There is, then, a Greek language, a Greek literature, a Greek influence in literature; all beyond doubt. But there is no equally undoubted Greek stock. As far as there is such an entity, the speech is in Hellas, and the blood in Italy.
Up to a certain time the Hellenic influence has a northern direction, and acts upon certain populations originally barbarous, so as imperfectly to Hellenize them. Such is the case with Ætolia and Macedon. Afterwards, however, the direction of these influences changes, and Ætolia and Macedon contribute to dis-Hellenize (if so hybrid a word may be allowed) Greece. Before they do this, however, they have been taken out of the category of barbarism; just as would be the case if Anglo-Saxon England were reconquered by the half-Anglicized Ireland of the nineteenth century, and just as would not have been the case had it been conquered by the Ireland of Brian Ború. Rome, too, respected the land that she had reduced; so that the physical history of Greece remains but slightly altered until the period of the Gothic, Hun, and Slavonic invasions. And even Alaric but ravaged the soil and destroyed life. We nowhere find proofs of any introduction of Gothic blood. Nor yet of Hun. It is the Slavonic stock that has given Greece its greatest foreign element.

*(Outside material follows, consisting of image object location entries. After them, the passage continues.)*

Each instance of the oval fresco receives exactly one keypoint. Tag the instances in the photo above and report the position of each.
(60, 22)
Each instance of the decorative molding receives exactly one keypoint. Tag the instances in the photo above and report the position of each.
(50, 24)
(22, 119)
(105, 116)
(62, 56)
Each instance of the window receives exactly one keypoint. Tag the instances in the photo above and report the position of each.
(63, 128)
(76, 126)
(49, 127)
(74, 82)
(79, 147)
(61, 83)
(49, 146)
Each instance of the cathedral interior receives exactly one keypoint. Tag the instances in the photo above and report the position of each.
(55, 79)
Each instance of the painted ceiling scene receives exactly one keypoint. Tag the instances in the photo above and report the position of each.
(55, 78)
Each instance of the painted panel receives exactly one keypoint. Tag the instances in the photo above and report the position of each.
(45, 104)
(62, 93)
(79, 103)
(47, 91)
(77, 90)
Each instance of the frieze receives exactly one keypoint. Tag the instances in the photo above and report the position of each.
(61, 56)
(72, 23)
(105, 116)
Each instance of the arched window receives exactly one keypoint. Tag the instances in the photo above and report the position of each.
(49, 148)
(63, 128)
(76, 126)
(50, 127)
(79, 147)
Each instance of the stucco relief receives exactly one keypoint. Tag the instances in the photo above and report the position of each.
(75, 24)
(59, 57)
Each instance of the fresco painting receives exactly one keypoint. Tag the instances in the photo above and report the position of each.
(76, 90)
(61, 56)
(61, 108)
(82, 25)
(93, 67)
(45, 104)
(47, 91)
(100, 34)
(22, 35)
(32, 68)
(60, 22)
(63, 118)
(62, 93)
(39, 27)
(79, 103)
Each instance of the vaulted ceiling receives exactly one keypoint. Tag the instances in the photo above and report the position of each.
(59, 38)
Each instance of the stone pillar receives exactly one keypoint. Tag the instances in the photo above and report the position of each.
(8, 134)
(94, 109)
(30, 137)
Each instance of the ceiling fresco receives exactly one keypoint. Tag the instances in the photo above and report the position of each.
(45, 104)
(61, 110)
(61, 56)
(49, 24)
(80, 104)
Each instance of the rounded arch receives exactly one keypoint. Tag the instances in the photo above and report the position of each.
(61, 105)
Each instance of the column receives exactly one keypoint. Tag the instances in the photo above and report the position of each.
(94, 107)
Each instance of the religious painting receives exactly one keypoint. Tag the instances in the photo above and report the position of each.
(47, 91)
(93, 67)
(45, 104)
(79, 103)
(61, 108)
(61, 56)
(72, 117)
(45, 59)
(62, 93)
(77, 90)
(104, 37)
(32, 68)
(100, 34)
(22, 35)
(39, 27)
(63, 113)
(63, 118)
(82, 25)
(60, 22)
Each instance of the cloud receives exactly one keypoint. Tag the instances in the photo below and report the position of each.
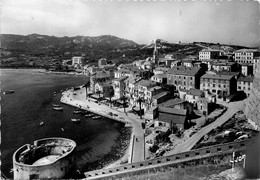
(138, 21)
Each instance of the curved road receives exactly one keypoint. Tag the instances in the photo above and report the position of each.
(137, 150)
(233, 107)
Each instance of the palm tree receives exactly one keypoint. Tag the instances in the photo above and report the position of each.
(87, 85)
(98, 92)
(123, 98)
(109, 93)
(140, 100)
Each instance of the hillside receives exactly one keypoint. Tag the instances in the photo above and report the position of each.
(42, 44)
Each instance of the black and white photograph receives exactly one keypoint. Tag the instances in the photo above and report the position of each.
(130, 89)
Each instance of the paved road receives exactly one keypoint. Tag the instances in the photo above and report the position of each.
(138, 152)
(233, 107)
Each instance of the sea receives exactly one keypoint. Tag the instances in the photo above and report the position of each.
(23, 111)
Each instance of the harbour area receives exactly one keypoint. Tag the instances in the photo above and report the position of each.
(136, 149)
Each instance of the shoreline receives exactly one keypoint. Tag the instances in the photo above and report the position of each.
(124, 153)
(115, 155)
(42, 70)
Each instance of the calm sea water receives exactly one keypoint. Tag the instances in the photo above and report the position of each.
(22, 112)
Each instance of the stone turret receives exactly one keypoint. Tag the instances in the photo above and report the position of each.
(252, 109)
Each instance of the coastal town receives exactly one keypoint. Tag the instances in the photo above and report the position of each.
(131, 90)
(171, 102)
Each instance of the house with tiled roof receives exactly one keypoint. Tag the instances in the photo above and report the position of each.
(225, 65)
(171, 118)
(246, 55)
(102, 87)
(100, 76)
(119, 87)
(245, 83)
(159, 78)
(247, 69)
(209, 54)
(218, 84)
(193, 95)
(185, 77)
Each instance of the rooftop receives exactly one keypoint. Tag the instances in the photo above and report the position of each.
(195, 92)
(121, 78)
(160, 75)
(210, 50)
(160, 95)
(172, 115)
(222, 63)
(101, 74)
(172, 102)
(247, 64)
(162, 69)
(217, 76)
(155, 88)
(172, 110)
(246, 78)
(247, 50)
(146, 83)
(181, 70)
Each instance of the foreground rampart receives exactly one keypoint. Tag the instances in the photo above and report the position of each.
(208, 155)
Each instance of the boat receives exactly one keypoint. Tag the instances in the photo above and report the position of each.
(89, 115)
(57, 108)
(75, 120)
(77, 111)
(9, 92)
(96, 117)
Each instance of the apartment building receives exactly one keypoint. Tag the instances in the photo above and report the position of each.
(185, 77)
(245, 84)
(119, 87)
(102, 62)
(209, 54)
(159, 78)
(77, 60)
(246, 55)
(225, 65)
(220, 85)
(247, 69)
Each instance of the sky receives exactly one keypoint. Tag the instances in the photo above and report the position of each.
(229, 22)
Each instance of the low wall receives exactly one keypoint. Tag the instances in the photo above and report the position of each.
(72, 103)
(59, 168)
(217, 150)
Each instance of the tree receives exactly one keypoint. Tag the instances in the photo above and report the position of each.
(140, 100)
(109, 93)
(123, 98)
(87, 85)
(98, 92)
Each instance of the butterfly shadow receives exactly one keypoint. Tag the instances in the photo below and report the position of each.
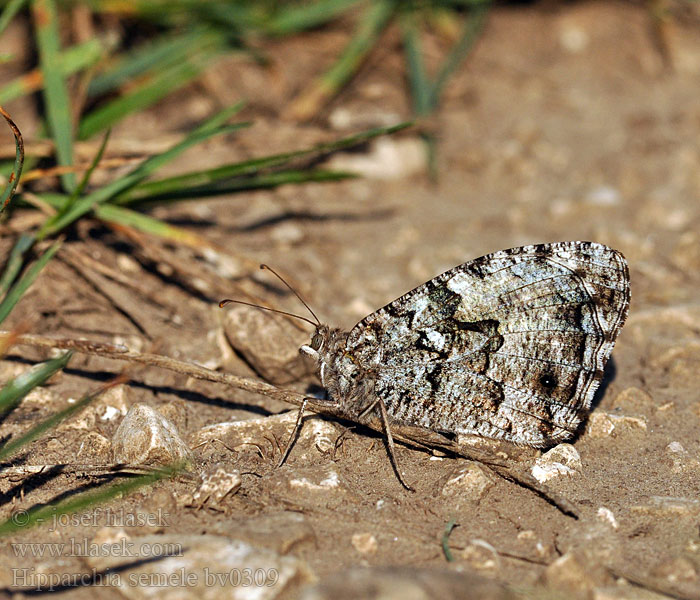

Why is it that when we compare a map of Modern with one of Ancient Greece, such a small proportion of the old classical names, either modified or unmodified in form, can be found? Such is, undoubtedly, the case. Yet subject to Turkey as Greece was until the present century, the majority of the new names is not Turkish. On the contrary, they are chiefly Slavonic. The language of the later Byzantine writers explains this.[13]
As early as the last quarter of the sixth century (A.D. 582), the movements set in towards Greece; Thrace and Macedon being overrun by Slavonians. The details here, however, are obscure, and there is an occasional confusion of the Slaves with the Avars. The latter nation, however, seems to have made no notable settlement in Southern Greece at least. In the latter half of the seventh century, Thessaly, Epirus, several of the islands, and parts of Asia Minor were overrun. In the ninth, Macedon is called Slavonia (Σκλαβἱνια). In the eleventh, Athens is sacked, and the inhabitants driven to take refuge in the isle of Salamis. Under Constantine Porphyrogeneta, the presence of an Hellenic population is an exception. “In Macedon,” he writes, “the Scythians dwell, instead of the Macedonians.” Again, “the whole country is Slavonized.”
But the most remarkable passage is the following, which shows that a Slavonic population is so far the rule that where an approach to the ancient population is found it is dealt with as a remarkable phenomenon; and that by a Greek writer:—“It must be known that the inhabitants of the settlement (κἁστρον) Maina, are not of the race of the aforesaid Slaves, but of the old Romans, and even till the present time, they are called by their neighbours Hellenes, from having been originally Pagans and idolatrers like the old Hellenes.”—De Adm. Imp. I. 50.
Latin writers, equally with the Greek, considered Greece to be Slavonic:—“Inde (i.e., Sicilia) navigantes venerunt ultra mare Adrium ad urbem Manafasiam in Sclavinica terra.”—From a Journal of St. Willibald, the writer of which, by Manafasia, means Napoli di Malvasia in the Morea.
More than this. The details of some of these Slavonic populations are given; so that we know that there were Ezeritæ and Milengi in the Morea, with Dragovitæ, Sagudatæ, Velegezetæ, Verzetæ, and others in Northern Greece.
In diminished numbers, the representatives of the old Laconians exist at the present time. A.D. 1573, they had fourteen, they have now but three, villages—Prasto, or the ancient Prasiæ, Kastanitza, and Silina. With the exception of their dialect, the Romaic of modern Hellas is said to be spoken with considerable uniformity over the whole of Greece.
Without investigating the difficult question as to the proportion of Slavonic elements, it may fairly be said that Ancient Greece is the area of a greatly, and Modern Greece that of an inordinately, mixed stock. To this mixture, Italians, Albanians, and other populations of modern Europe have added.